Comment by Insurance Guy
2011-09-13 11:09:25

Plus a third of the settlement went to lawyers who were friends of the AG and actually filed the lawsuit.

 
Comment by ragerunner
2011-09-13 13:16:50

I can tell you that most of the banks and lending institutions (that I have contact with in my business) are still using a 3 to 4X household income for loans. Its absolutely amazing and it will only creating more bankrupties and foreclosures down the road.

Comment by oxide
2011-09-13 16:59:06

For the heck of it, I found a website that would give me a ball-park pre-qaul, just to gauge what a bank may approve me for. They thought I could buy a house that was 4.5 times my income.

That’s largely because I have no debt, and can put every penny of that 28% gross income toward the PITI. No thanks. I think 3x is probably my limit.

 
Comment by BetterRenter
2011-09-13 19:37:25

You may claim that it’s amazing, but you’re fooling yourself slightly as a defensive technique to help keep yourself sane. Even HBB posters indulge in that, however slightly.

But it’s not amazing at all. The banks have no choice. They have to make SOME loans, and they are still dealing with prices that are too high, with falling wages amongst the borrowers. So they are forced to write mortgages at 3x and above. It’s a marginal problem; if they limited themselves to 2.5x and below, they would probably only write 50% of the mortgages, and then the mortgage-origination department would have its VP fired every 6 months to get replaced with another VP who is then only fired 6 months later. VPs know these things, hence they write at 3x and above.

I’m sure they are still securitizing, too. The insanity was like Florida Foreclosure Mold{tm}; it went everywhere in the American financial system. Something that pervasive will actually never be rooted out. After all, look at the entire 20th Century. As the century wore on, more and more people took on more and more mortgage debt, meaning that as time went on, Americans signed for longer mortgage terms, with smaller down payments. So it’s absurd from a rational and expansive economic view that a 20% down payment is “normal”. 50% should be the norm, but we passed that level almost a century ago.

Anyway, I don’t think it’s amazing, and with all due respect, you should drop that stance of yours. Demand that bankers start adopting rational economic standards before we end up harvesting neighborhood dogs for food.

 
 
 
Comment by oxide
2011-09-13 11:54:21

” ‘If they can’t help you with your mortgage, where are you going to live? I thought about, do I live in my car, do I live at a homeless shelter?’ … This is the fifth time she’s tried to get Bank of America to lower the interest rate on her home of 20 years.”

I’m calling this BS right now.
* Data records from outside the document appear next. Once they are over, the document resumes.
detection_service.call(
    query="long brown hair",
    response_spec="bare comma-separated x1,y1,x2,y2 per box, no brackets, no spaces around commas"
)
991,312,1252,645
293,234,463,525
All right Ms. Colorado Springs, what did you do with the HELOC money???

To answer your question: you sell your stuff and rent a 1 bedroom apartment, like I did for 17 years. I guarantee the rent will not be much different from any modified payment that BoA would offer you.

Comment by GrizzlyBear
2011-09-13 18:21:14

So, it’s either a free house from the bank, or the homeless shelter for her? This sn@tch doesn’t think she should have to pay a mortgage or rent like regular people? Disgusting.

 
 
Comment by oxide
2011-09-13 12:00:34

More red meat in Colorado: “You’re always threatened with foreclose even if you’re two months behind.”

I’m really glad that these folks aren’t renters…

Comment by BetterRenter
2011-09-13 19:41:27

I think Ben posts those with a certain and sick sense of glee, knowing full well our collective blood pressure goes up at least 15 points when we read that sort of crap. :^P

Comment by oxide
2011-09-14 05:44:07

I’m certain he does, and he likes to see us call out the greedy FB’s for what they are.

 
 
 
Comment by Doug in Boone, NC
2011-09-13 15:53:42

“Barter bought a home in Reno, Nev., in August 2005. She then watched as the market crumbled and the value of her house evaporated.”

Barter bought a home in Reno
Just to watch it die.

(My apologies to Johnny Cash)

Comment by b-hamster
2011-09-13 16:43:18

As a friend once told me, Reno is so close to hell, you can see Sparks.